En ce qui concerne les sodas, leur consomation est à peu près équivalente à celle des jus de fruits, ces deux boissons représentent près de 40% des boissons consommées au quotidien. A noter que les jus de fruits frais ont la préférence sur les jus industrialisés, et cela s’explique d’une part parce-que c’est culturel de boire des jus de fruits frais. Aujourd’hui tous les Brésiliens ont un mixer à la maison pour se faire des jus frais, dans le passé, c’était l’employée de maison qui pressait les fruits à la main. Mais il y a aussi une question de prix ; les fruits frais sont abondants, variés et bon marché, de plus ils sont bien meilleurs pour la santé, ils passent donc avant les jus industrialisés. Mais on les consomme aussi beaucoup quand on est pas à la maison, soit pour accompagner un petit coupe-faim que l’on achète dans une lanchonete (petit établissement, entre bar et resto rapide), et bien sûr dans les casa de sucos, littéralement les « maisons de jus de fruits », que l’on trouve presque à tous les coins de rue dans les grandes villes. On consomme aussi beaucoup de noix de coco fraîches, qu’on appelle ici água de coco, que ce soit à la plage ou dans les petits bars. On estime à près 100 millions de noix coco fraîches consommées chaque année dans le pays. On les trouve même dans les restaurants, mais là elles sont souvent en conserve, la noix de coco fait donc partie, elle aussi, des habitudes alimentaires locales.

casa de suco

Une Casa de Suco à Rio.

D’autre part, comme un peu dans tous les domaines, il y a des modes pour les boissons. Pour les boissons industrialisées, alcoolisées ou non, il y a régulièrement des mégas coups de marketing qui sont capables de faire passer une marque au top de la consommation. Mais ça peut fort bien n’être que passager, et on trouve pas mal de fiasco dans ce domaine. Coca-Cola par exemple, s’est souvent cassé les dents avec des nouveautés, il n’a même jamais réussi à détroner le guaraná (voir en fin de texte), un soda local, il lui a donc fallu acheter des marques et fabriques locales pour étendre son business. La consommation de sodas au Brésil est de 90 litres par habitant et par an, c’est plus que la France avec 60 litres, mais loin derrière les Etats-Unis qui frôlent les 190 litres !

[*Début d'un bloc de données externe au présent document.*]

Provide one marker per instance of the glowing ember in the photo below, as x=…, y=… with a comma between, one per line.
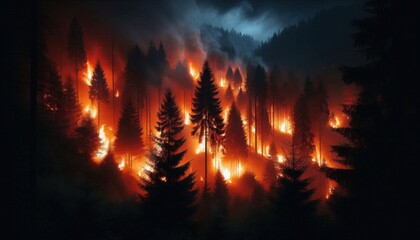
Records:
x=286, y=126
x=187, y=118
x=334, y=122
x=104, y=144
x=121, y=165
x=194, y=73
x=280, y=158
x=91, y=111
x=222, y=82
x=88, y=74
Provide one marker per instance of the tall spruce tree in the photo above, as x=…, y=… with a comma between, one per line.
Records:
x=235, y=140
x=98, y=90
x=76, y=50
x=169, y=194
x=292, y=210
x=379, y=176
x=129, y=134
x=220, y=208
x=206, y=113
x=70, y=106
x=237, y=79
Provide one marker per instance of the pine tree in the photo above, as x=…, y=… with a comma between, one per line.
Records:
x=302, y=134
x=76, y=50
x=134, y=76
x=86, y=136
x=235, y=141
x=380, y=154
x=98, y=89
x=70, y=106
x=270, y=171
x=169, y=194
x=229, y=75
x=206, y=113
x=293, y=213
x=237, y=79
x=220, y=197
x=229, y=95
x=128, y=138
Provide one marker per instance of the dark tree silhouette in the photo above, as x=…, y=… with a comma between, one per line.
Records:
x=134, y=75
x=220, y=197
x=76, y=50
x=98, y=90
x=237, y=79
x=206, y=113
x=169, y=194
x=292, y=211
x=235, y=140
x=270, y=171
x=129, y=134
x=229, y=95
x=379, y=176
x=72, y=111
x=229, y=75
x=86, y=136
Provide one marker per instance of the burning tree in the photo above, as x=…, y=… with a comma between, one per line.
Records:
x=168, y=201
x=98, y=89
x=206, y=113
x=70, y=106
x=128, y=138
x=76, y=50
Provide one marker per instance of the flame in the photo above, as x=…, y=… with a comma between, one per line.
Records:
x=104, y=144
x=335, y=122
x=222, y=82
x=121, y=165
x=286, y=126
x=194, y=73
x=187, y=118
x=280, y=158
x=88, y=74
x=91, y=111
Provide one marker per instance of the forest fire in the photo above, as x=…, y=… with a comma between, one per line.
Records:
x=104, y=144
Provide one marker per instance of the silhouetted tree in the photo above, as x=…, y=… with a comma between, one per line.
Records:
x=129, y=134
x=71, y=108
x=76, y=50
x=169, y=194
x=229, y=75
x=206, y=113
x=220, y=197
x=379, y=173
x=237, y=78
x=235, y=140
x=98, y=89
x=270, y=171
x=292, y=211
x=86, y=136
x=302, y=134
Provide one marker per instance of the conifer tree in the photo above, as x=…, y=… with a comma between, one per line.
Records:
x=206, y=113
x=129, y=134
x=72, y=111
x=235, y=141
x=169, y=195
x=237, y=79
x=76, y=50
x=98, y=90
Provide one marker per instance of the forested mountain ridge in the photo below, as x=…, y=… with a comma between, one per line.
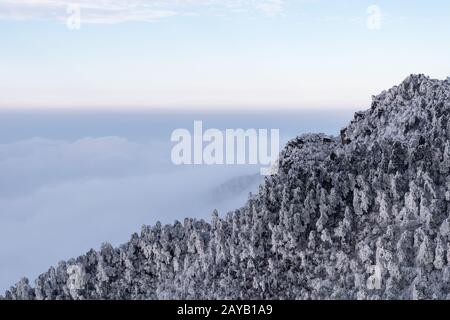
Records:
x=339, y=211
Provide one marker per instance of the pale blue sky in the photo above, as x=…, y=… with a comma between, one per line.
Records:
x=210, y=54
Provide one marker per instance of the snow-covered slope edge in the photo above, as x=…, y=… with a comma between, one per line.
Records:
x=372, y=202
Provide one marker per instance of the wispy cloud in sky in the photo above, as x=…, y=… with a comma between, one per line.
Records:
x=116, y=11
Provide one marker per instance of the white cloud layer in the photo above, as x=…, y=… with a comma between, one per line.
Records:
x=58, y=199
x=117, y=11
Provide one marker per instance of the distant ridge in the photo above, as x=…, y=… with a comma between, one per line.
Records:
x=360, y=216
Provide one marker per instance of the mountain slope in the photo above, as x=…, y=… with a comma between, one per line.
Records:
x=360, y=216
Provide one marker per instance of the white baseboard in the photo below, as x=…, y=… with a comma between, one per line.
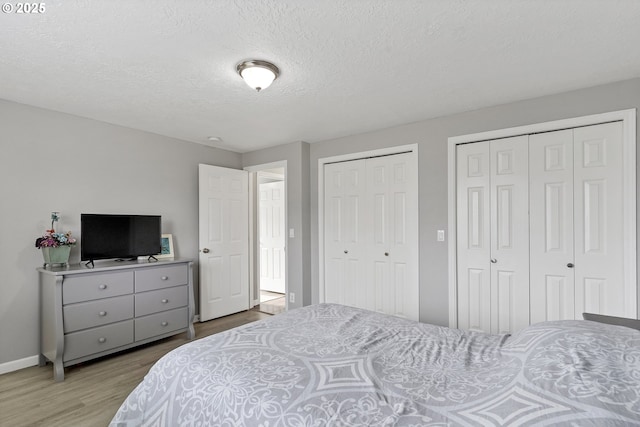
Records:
x=16, y=365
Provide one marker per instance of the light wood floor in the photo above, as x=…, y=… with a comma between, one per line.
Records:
x=92, y=392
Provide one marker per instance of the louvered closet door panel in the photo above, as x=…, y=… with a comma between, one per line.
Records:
x=473, y=237
x=551, y=222
x=345, y=281
x=599, y=260
x=391, y=254
x=509, y=163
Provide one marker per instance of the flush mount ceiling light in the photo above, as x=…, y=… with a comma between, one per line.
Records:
x=258, y=74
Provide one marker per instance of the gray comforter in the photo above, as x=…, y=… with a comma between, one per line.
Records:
x=331, y=365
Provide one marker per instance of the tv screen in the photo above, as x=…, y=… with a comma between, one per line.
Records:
x=104, y=236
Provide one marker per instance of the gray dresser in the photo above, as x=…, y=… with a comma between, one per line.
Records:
x=91, y=312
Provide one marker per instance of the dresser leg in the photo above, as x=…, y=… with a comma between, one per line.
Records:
x=58, y=371
x=191, y=333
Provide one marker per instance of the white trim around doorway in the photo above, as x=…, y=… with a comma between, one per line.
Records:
x=254, y=298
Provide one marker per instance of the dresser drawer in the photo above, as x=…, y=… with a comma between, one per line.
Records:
x=161, y=300
x=161, y=323
x=161, y=277
x=102, y=338
x=86, y=287
x=84, y=315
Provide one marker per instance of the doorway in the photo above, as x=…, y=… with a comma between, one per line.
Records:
x=268, y=237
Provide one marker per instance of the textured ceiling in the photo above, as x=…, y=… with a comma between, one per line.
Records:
x=168, y=66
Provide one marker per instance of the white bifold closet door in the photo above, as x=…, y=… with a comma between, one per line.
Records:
x=493, y=235
x=540, y=228
x=577, y=260
x=371, y=224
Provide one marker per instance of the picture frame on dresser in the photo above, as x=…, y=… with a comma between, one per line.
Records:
x=166, y=245
x=87, y=313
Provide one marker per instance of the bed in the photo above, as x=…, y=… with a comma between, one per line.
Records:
x=331, y=365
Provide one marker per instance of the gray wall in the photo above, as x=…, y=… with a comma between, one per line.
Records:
x=52, y=161
x=298, y=263
x=431, y=135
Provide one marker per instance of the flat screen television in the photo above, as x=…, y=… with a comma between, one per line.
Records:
x=107, y=236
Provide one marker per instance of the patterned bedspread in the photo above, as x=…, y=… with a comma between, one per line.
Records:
x=331, y=365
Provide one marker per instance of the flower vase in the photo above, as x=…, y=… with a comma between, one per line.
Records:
x=57, y=255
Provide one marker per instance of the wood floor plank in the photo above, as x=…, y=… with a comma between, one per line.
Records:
x=92, y=391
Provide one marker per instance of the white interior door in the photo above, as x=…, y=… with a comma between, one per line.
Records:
x=272, y=236
x=473, y=236
x=224, y=241
x=552, y=275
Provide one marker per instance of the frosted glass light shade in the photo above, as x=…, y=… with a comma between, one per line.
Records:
x=258, y=74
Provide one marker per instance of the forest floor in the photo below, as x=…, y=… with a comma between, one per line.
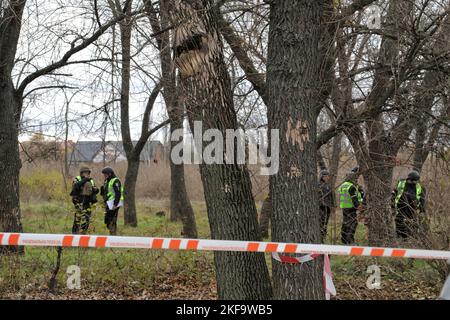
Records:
x=157, y=274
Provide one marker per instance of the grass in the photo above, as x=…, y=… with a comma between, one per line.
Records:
x=126, y=272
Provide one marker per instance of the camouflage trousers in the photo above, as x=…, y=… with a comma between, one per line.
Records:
x=81, y=218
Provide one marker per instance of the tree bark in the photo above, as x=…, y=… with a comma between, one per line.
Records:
x=228, y=193
x=293, y=93
x=180, y=205
x=10, y=164
x=130, y=217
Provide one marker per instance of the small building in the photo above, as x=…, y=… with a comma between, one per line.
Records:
x=113, y=152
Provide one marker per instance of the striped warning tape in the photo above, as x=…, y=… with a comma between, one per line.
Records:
x=330, y=289
x=57, y=240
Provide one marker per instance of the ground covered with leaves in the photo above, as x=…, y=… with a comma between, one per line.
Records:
x=145, y=274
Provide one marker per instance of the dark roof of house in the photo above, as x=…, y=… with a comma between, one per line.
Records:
x=86, y=151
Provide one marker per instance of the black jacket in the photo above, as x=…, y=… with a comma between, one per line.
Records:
x=117, y=186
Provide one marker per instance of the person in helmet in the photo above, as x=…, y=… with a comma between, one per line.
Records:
x=409, y=202
x=326, y=201
x=351, y=201
x=84, y=195
x=112, y=192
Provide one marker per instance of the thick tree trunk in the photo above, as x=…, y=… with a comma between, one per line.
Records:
x=293, y=91
x=228, y=193
x=180, y=205
x=10, y=164
x=130, y=192
x=130, y=216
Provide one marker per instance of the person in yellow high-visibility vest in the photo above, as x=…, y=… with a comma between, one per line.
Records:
x=351, y=201
x=409, y=201
x=112, y=192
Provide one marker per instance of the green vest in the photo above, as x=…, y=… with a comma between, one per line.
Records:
x=401, y=188
x=345, y=197
x=110, y=195
x=78, y=179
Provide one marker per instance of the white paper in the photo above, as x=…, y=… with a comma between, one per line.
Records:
x=110, y=204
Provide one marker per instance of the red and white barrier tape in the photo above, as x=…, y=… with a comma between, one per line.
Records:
x=96, y=241
x=330, y=289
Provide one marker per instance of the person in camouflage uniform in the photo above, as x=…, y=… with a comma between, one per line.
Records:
x=83, y=196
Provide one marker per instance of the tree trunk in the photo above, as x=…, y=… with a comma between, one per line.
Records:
x=228, y=193
x=379, y=210
x=180, y=206
x=10, y=164
x=293, y=83
x=130, y=217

Pour les boissons fraîches par contre il y a des tendances parfois durable, c’est ainsi que depuis quelques années le fruit d’un palmier amazonien, le açaì, est très à la mode. On le boit en jus, parfois mélangé à d’autres saveurs, mais aussi en sorbet et même en aliment, sauces, desserts, etc. Tout comme le guaraná, lui aussi fruit amazonien, le açaí est entré dans les moeurs comme boisson énergétique et naturelle. Un autre exemple, est la caípirinha (voir plus bas) faite avec de la vodka, elle devient alors caípiroska, le kiwi y remplace souvent le citron, cette tendance a commencé dans les années 80/90 et a été définitivement adoptée.

Dans le sens contraire, les batidas (cocktails à base de cachaça), sont quelque peu démodées depuis les années 90.

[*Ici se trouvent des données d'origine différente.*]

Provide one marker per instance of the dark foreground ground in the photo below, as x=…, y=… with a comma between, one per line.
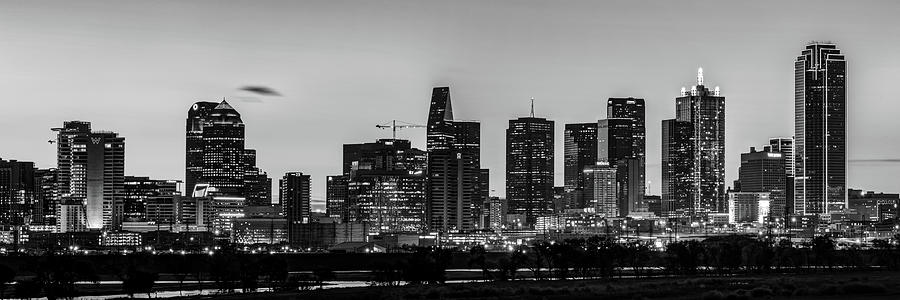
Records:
x=848, y=285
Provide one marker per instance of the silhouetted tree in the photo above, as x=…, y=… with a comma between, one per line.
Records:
x=7, y=275
x=138, y=281
x=321, y=275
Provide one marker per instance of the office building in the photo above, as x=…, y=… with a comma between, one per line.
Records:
x=529, y=167
x=215, y=152
x=704, y=109
x=601, y=190
x=91, y=171
x=677, y=165
x=820, y=130
x=336, y=197
x=17, y=192
x=748, y=207
x=454, y=166
x=579, y=151
x=763, y=172
x=386, y=188
x=139, y=192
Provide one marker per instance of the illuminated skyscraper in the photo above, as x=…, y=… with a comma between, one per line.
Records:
x=91, y=169
x=579, y=151
x=336, y=197
x=454, y=164
x=215, y=149
x=529, y=167
x=820, y=130
x=763, y=172
x=386, y=187
x=294, y=196
x=785, y=146
x=17, y=192
x=705, y=110
x=677, y=168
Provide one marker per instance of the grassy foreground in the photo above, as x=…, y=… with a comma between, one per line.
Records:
x=853, y=285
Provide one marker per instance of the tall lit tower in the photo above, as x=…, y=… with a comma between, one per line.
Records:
x=704, y=109
x=215, y=149
x=454, y=166
x=820, y=130
x=529, y=167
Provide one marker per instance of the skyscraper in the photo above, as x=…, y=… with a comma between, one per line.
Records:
x=138, y=192
x=215, y=149
x=386, y=187
x=705, y=110
x=46, y=197
x=257, y=184
x=618, y=145
x=454, y=164
x=294, y=195
x=336, y=197
x=580, y=151
x=820, y=130
x=16, y=192
x=91, y=168
x=601, y=189
x=483, y=188
x=763, y=172
x=631, y=109
x=677, y=165
x=785, y=146
x=529, y=167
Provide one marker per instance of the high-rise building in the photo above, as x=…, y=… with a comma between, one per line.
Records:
x=820, y=130
x=629, y=152
x=763, y=172
x=529, y=167
x=215, y=149
x=631, y=109
x=386, y=187
x=785, y=146
x=601, y=189
x=294, y=194
x=454, y=164
x=580, y=151
x=46, y=197
x=705, y=110
x=91, y=172
x=677, y=166
x=748, y=207
x=139, y=192
x=257, y=184
x=336, y=197
x=17, y=189
x=618, y=146
x=483, y=188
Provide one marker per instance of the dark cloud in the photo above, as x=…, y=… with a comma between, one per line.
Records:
x=260, y=90
x=876, y=160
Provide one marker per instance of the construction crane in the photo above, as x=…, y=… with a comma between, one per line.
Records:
x=394, y=126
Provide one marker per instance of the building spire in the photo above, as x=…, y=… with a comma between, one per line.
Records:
x=700, y=76
x=532, y=107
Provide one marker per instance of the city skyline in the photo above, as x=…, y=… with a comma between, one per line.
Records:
x=275, y=125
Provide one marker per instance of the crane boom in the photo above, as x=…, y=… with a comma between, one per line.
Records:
x=394, y=126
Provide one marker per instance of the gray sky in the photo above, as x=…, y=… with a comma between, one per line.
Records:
x=135, y=67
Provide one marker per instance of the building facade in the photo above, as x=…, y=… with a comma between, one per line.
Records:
x=820, y=130
x=529, y=167
x=454, y=166
x=704, y=109
x=579, y=151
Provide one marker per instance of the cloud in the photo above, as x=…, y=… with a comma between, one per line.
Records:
x=876, y=160
x=260, y=90
x=249, y=99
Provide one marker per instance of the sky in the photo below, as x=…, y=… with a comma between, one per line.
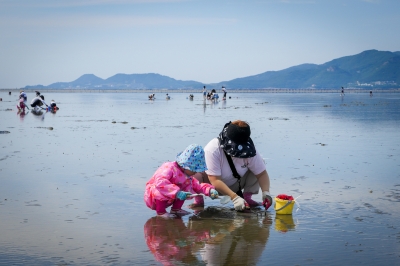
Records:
x=209, y=41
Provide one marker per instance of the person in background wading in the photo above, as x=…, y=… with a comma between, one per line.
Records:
x=234, y=143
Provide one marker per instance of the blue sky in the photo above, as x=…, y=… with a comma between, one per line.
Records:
x=47, y=41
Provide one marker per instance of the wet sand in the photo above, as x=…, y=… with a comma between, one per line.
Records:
x=72, y=182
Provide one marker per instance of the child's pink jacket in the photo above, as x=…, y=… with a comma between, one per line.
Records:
x=167, y=181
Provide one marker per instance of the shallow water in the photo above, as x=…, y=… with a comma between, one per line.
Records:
x=72, y=182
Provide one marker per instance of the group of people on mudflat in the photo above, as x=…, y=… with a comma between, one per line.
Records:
x=36, y=103
x=229, y=165
x=213, y=95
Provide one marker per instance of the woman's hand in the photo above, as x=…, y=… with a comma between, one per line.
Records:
x=213, y=194
x=182, y=195
x=239, y=203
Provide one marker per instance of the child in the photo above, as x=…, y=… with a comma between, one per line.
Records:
x=173, y=182
x=21, y=105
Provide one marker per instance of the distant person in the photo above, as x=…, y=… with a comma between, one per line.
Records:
x=173, y=182
x=38, y=101
x=53, y=106
x=224, y=91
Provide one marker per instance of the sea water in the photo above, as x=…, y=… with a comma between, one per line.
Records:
x=72, y=182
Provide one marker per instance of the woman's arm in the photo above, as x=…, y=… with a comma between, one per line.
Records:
x=221, y=187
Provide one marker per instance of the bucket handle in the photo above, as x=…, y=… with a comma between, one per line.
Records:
x=284, y=206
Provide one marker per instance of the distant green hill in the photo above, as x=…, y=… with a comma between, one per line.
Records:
x=365, y=70
x=369, y=69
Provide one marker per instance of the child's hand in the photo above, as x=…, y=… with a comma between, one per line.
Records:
x=182, y=195
x=213, y=194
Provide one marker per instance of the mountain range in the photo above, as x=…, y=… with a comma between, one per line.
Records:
x=369, y=69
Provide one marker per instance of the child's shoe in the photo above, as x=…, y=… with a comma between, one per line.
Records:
x=179, y=212
x=167, y=215
x=252, y=203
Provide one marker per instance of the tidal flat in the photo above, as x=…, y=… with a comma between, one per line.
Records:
x=72, y=182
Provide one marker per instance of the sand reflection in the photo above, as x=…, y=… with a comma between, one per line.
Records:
x=209, y=237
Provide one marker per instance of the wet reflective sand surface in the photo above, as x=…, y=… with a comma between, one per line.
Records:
x=72, y=182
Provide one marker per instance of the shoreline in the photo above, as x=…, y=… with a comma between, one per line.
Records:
x=200, y=91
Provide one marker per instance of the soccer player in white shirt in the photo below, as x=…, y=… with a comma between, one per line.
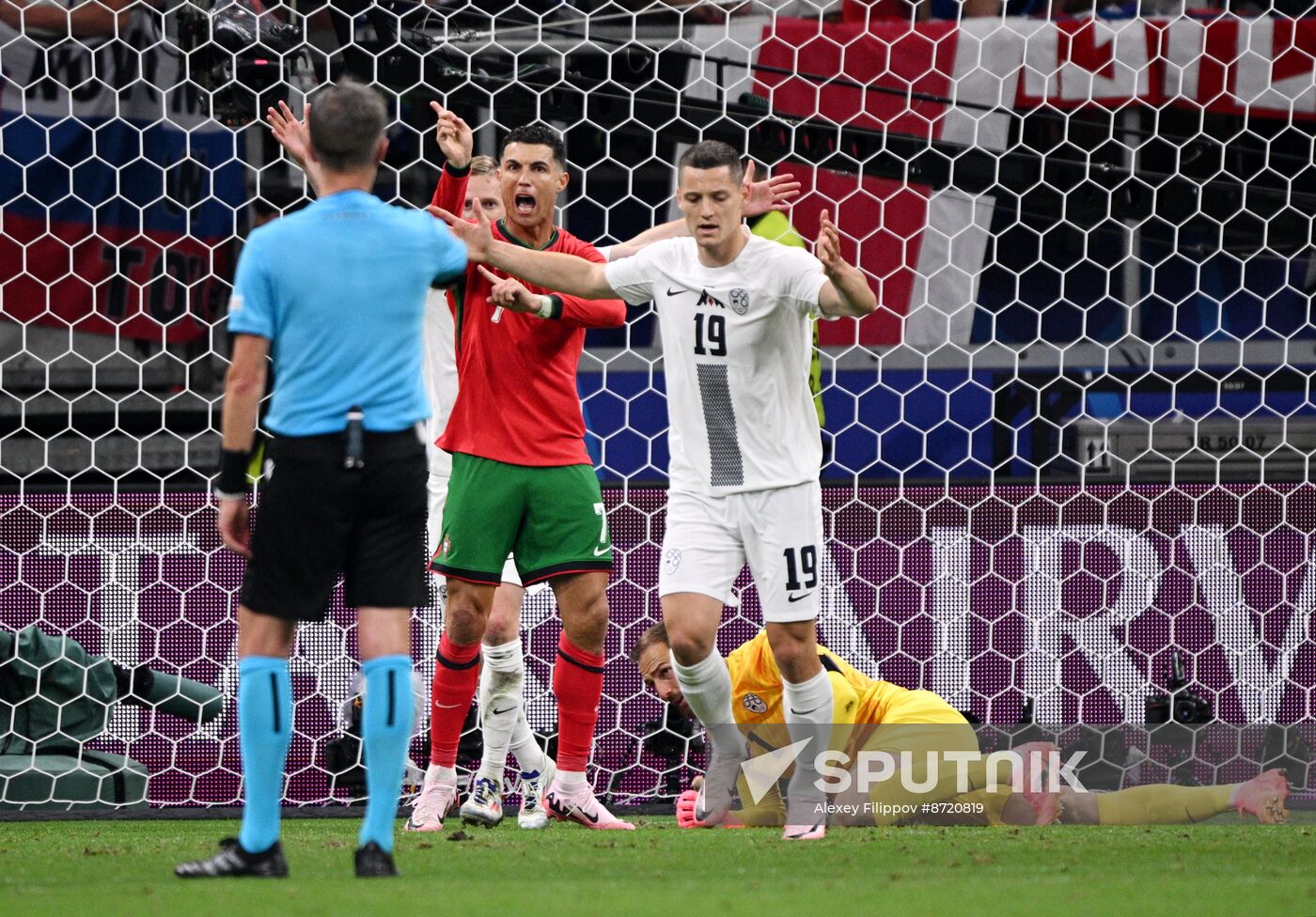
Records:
x=734, y=315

Une des autres boissons les plus consommées au Brésil est la cerveja (la bière), elle arrive en tête des boissons alcoolisées devant la cachaça. Sa consommation est en constante augmentation au Brésil, elle est actuellement de 68 litres par habitant et par an, contre 30 litres en France. Le Brésil se situe donc à mi chemin entre les pays consommateurs moyens, comme la France, et les plus gros comme la République Tchèque (1er consommateur mondial) avec 144 litres, ou l’Allemagne avec 108 litres. Au Brésil la bière fait partie de toutes les fêtes, de toutes les soirées, de tous les évênements (carnaval, show, matches de foot, etc), on la consomme bien plus volontiers dans la rue qu’à la maison, en groupe plutôt qu’en solo. Le phénomène est national, même s’il est plus urbain que rural, il est étendu à toutes les couches de la population et à toutes les générations. Le plus gros consommateur local de bière est l’Etat de São Paulo, avec 39% de la consommation du pays. Le Brésil est aujourd’hui le troisième producteur mondial de bière, derrière la Chine et les Etats-Unis.

Au Brésil on consomme toujours la bière hyper glacée, légère, autour de 5% d’alcool, et blonde. Elle est associée aux plaisirs de la vie, à la virilité, aux chaleurs climatiques… et physiques, il suffit de voir les publicités qu’elle inspire (ci-dessous).

bières

Publicités de marques de bière, les stars locales du show business y sont associées.

Une dizaine de marques sont les plus vendues, au top desquelles Skol, Brahma, Antartica, Schin, Kaiser, Itaipava, Crystal, Devassa, Sol, et Bohemia. Ce sont des bières nationales, bien implantées dans tout le pays, certaines sont sous licence étrangère, comme la Skol avec Calsberg. Mais il existe de nombreuses marques moins connues et régionales, sans parler des bières importées. La bière est vendue en bouteille, en canette ou à la pression, dans ce cas on l’appelle chopp.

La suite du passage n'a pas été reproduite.